When her divorce from Bowden was finalised the following
year, she married Murry, who remained largely in London
during his wife’s dying years in Europe.
It was Baker
who continued to make her writing possible, accompanying
Mansfield from pensione to pensione, like a swallow
accompanying Keats in pursuit of an ever warmer climate.
Their relationship was twisted and tinged with
sadomasochism, with Baker, who could leave nothing uneaten,
the frequent victim of Mansfield’s cruelty. “I really do
feel,” Mansfield wrote to Murry, “that if she could
she’d EAT me.”
Long before she was “stewing “ in
her own “consumption,” as Lawrence ungraciously put it
in one of his less charming letters to Mansfield, eating had
always been one of her central metaphors.
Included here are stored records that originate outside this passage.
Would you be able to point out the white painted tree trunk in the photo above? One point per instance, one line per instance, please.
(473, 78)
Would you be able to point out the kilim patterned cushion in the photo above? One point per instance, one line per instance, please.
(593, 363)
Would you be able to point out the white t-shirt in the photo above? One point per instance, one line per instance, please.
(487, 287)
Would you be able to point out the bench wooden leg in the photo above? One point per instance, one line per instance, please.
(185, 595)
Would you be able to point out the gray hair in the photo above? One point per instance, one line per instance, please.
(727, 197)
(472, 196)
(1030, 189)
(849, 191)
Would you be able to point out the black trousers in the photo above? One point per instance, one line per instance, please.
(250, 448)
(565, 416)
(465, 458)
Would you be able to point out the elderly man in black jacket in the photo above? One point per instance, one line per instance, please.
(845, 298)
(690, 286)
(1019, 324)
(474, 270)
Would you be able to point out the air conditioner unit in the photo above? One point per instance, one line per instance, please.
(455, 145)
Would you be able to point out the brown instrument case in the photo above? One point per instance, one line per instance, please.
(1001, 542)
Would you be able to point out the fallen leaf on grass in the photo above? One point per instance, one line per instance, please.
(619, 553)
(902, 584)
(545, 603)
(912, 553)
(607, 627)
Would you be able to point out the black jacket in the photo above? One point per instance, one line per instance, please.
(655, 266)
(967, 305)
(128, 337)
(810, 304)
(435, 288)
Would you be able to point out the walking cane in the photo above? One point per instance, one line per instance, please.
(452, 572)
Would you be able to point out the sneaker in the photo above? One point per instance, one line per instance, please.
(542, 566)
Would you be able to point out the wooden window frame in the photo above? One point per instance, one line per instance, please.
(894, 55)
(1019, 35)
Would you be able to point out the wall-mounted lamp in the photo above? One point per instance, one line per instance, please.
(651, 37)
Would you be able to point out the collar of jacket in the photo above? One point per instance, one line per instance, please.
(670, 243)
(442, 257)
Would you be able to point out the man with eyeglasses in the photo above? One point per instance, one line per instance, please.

All relationships,
she concluded, including those between writers, were
cannibalistic – “Anatole France would say we eat each
other, but perhaps nourish is the better word.” The meat,
fruit, cheese, and desserts that lard up her writing are
both tempting and terrifying to consume.
As the
consumption consumed her and the TB bacillus spread, the
pudgy girl became wafer thin and addicted to a
morphine-based cough syrup. After a series of bizarre
experimental treatments that did nothing to prevent her
precipitous decline (and probably encouraged it), Mansfield
finally entered Gurdjieff’s care. As a guest rather than a
pupil, she was not required to take part in the rigorous
routines of the institute.
Nevertheless, within a few
weeks she was dead. Because Murry forgot to pay for her
funeral expenses, she initially was buried in a pauper’s
grave. It was not until six years later that matters were
rectified, her casket moved to its current resting place
next to Gurdjieff’s in Fontainebleau, and a tombstone
erected in her honour.
There has been no shortage of
biographers since then. Antony Albers’ The Life of
Katherine Mansfield (1953, revised and expanded in 1980)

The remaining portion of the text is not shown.